Author’s Note: While I’m solely responsible for this article, I am also entirely indebted to a process hazard analysis and loss control engineer (PHA/LCE) at a major refinery. In his contributed material, he is not disclosing anything of a proprietary nature. Still, it’s a sign of the times that he has to remain anonymous. Perhaps it’s because his expressions contain a measure of mild irony as he invades the comfort zone of equipment reliability engineers (REs). He quite obviously takes issue with their custom of limiting their work to mere analysis and recommendations. The REs, he notes, then consider their job done and let managers make decisions, some right and some wrong. This PHA/LCE alerts us to a stack of serious problems that can result from engineers’ reluctance to pursue certain issues beyond just recommendations. He pleads with management to develop a challenge culture, a collaborative effort that benefits all sides.

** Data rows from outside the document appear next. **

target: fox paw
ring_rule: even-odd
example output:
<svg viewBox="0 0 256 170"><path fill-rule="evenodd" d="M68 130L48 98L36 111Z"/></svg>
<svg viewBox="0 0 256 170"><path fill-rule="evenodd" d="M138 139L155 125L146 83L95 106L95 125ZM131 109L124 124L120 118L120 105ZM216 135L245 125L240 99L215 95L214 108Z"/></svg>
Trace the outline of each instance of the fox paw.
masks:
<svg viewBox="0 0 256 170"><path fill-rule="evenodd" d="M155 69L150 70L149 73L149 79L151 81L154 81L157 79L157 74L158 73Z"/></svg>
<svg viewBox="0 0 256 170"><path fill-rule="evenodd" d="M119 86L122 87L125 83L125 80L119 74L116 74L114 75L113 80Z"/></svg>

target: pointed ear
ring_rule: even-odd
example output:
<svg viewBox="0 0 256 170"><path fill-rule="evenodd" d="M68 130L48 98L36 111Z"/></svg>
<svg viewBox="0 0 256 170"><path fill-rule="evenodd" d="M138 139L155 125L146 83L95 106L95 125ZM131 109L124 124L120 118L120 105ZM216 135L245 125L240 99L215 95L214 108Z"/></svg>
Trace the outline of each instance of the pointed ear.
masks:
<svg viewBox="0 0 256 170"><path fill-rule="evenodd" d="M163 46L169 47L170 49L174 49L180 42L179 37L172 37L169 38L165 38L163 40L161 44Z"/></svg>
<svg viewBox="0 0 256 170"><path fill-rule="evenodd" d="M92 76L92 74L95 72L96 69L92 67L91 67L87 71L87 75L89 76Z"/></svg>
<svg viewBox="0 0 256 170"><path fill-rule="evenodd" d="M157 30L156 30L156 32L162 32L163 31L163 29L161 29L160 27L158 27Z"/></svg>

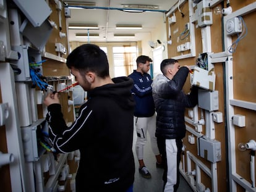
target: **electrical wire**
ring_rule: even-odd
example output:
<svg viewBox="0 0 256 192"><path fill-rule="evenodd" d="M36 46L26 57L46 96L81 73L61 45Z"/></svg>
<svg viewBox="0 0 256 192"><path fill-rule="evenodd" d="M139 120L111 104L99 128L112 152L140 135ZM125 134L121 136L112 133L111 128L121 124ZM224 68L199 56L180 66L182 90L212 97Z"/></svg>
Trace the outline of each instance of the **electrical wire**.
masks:
<svg viewBox="0 0 256 192"><path fill-rule="evenodd" d="M181 40L185 40L186 38L189 36L189 33L190 30L186 28L182 32L181 32L179 38Z"/></svg>
<svg viewBox="0 0 256 192"><path fill-rule="evenodd" d="M195 61L196 65L201 69L208 70L208 58L207 54L202 54L203 58L197 58Z"/></svg>
<svg viewBox="0 0 256 192"><path fill-rule="evenodd" d="M40 69L30 68L30 73L33 87L37 85L42 91L47 90L49 85L45 82L45 77L40 73Z"/></svg>
<svg viewBox="0 0 256 192"><path fill-rule="evenodd" d="M234 53L236 52L238 43L247 35L247 27L246 26L245 22L241 16L239 16L238 19L242 20L243 30L240 35L238 35L237 34L237 38L236 40L234 41L234 43L232 43L232 44L228 48L228 52L231 53Z"/></svg>
<svg viewBox="0 0 256 192"><path fill-rule="evenodd" d="M179 9L179 5L180 5L180 3L181 3L181 0L179 0L179 1L178 1L178 6L177 6L178 7L177 8L178 8L179 12L181 13L182 17L184 17L185 15L181 12L181 9Z"/></svg>

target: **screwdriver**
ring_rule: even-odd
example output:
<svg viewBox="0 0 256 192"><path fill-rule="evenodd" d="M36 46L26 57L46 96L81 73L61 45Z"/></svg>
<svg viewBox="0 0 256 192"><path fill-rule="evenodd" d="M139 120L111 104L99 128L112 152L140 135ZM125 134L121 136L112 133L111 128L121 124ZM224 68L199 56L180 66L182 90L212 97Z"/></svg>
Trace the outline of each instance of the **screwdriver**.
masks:
<svg viewBox="0 0 256 192"><path fill-rule="evenodd" d="M66 90L68 90L68 89L69 89L69 88L70 88L72 87L75 86L77 86L78 85L79 85L79 82L75 82L75 83L73 83L72 85L70 85L69 86L67 86L66 88L64 88L63 90L60 90L60 91L59 91L58 92L63 92L64 91L65 91Z"/></svg>

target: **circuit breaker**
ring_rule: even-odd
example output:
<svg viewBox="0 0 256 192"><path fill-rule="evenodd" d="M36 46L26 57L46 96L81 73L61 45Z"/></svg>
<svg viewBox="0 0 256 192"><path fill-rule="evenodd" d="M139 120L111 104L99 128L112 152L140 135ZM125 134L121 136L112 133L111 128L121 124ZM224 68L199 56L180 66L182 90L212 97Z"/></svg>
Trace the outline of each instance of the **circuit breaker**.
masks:
<svg viewBox="0 0 256 192"><path fill-rule="evenodd" d="M203 52L197 58L193 74L190 74L190 82L193 85L205 90L214 91L216 75L214 65L209 57L210 53Z"/></svg>
<svg viewBox="0 0 256 192"><path fill-rule="evenodd" d="M211 162L221 160L221 143L216 140L200 137L197 142L198 155Z"/></svg>
<svg viewBox="0 0 256 192"><path fill-rule="evenodd" d="M204 0L199 2L195 10L195 19L197 25L203 27L213 24L213 14L211 9L209 7L210 1Z"/></svg>
<svg viewBox="0 0 256 192"><path fill-rule="evenodd" d="M219 109L218 91L198 90L198 107L213 111Z"/></svg>
<svg viewBox="0 0 256 192"><path fill-rule="evenodd" d="M21 128L25 160L27 162L38 161L45 152L39 144L41 130L47 126L45 119L39 119L32 125Z"/></svg>

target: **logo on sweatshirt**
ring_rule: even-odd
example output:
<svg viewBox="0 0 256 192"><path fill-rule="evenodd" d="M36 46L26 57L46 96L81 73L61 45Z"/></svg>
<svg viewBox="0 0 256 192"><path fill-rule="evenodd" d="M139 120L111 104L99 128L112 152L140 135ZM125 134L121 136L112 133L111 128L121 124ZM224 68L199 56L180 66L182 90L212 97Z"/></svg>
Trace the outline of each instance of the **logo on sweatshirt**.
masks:
<svg viewBox="0 0 256 192"><path fill-rule="evenodd" d="M119 178L111 178L108 181L105 182L104 184L110 184L110 183L116 182L118 181L119 180Z"/></svg>

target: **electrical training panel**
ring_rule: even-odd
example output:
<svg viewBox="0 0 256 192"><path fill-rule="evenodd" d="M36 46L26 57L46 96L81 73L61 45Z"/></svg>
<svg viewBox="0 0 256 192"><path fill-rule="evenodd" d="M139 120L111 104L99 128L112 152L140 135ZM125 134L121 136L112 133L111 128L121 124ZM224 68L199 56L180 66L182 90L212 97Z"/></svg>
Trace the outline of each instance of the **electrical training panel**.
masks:
<svg viewBox="0 0 256 192"><path fill-rule="evenodd" d="M221 160L221 143L216 140L209 140L205 136L198 138L198 155L211 162Z"/></svg>
<svg viewBox="0 0 256 192"><path fill-rule="evenodd" d="M193 85L203 89L214 91L216 75L207 52L199 54L196 60L193 73L190 73L190 82Z"/></svg>

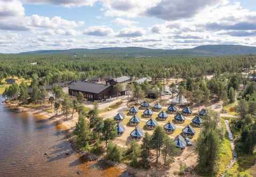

A Defective Challenge Culture

In reality, management seldom understands what seems obvious to the technical staff. Try to reset your memory and recall the space shuttle disasters. In the first of two instances, canceling a launch was viewed as a multimillion dollar decision, one that only could be made if management thought they could explain their rationale to President Ronald Reagan, who would certainly give them (management) a courtesy call to find out why they (management) had canceled the launch and sent Christa McAuliffe home. But management didn't understand the information they were given. And because of their defective challenge culture, questioning it didn't help either. So, they launched the spacecraft. For as long as it takes to say, "See? We told you so!" the technical staff felt vindicated. But then the anguish set in over what they had allowed management to do. There can be no question that management would have acted responsibly on the information if they had understood it. Clearly, some agency or management group had failed to develop a healthy challenge culture. This is one of the reasons why seven (and, ultimately, 14) astronauts died.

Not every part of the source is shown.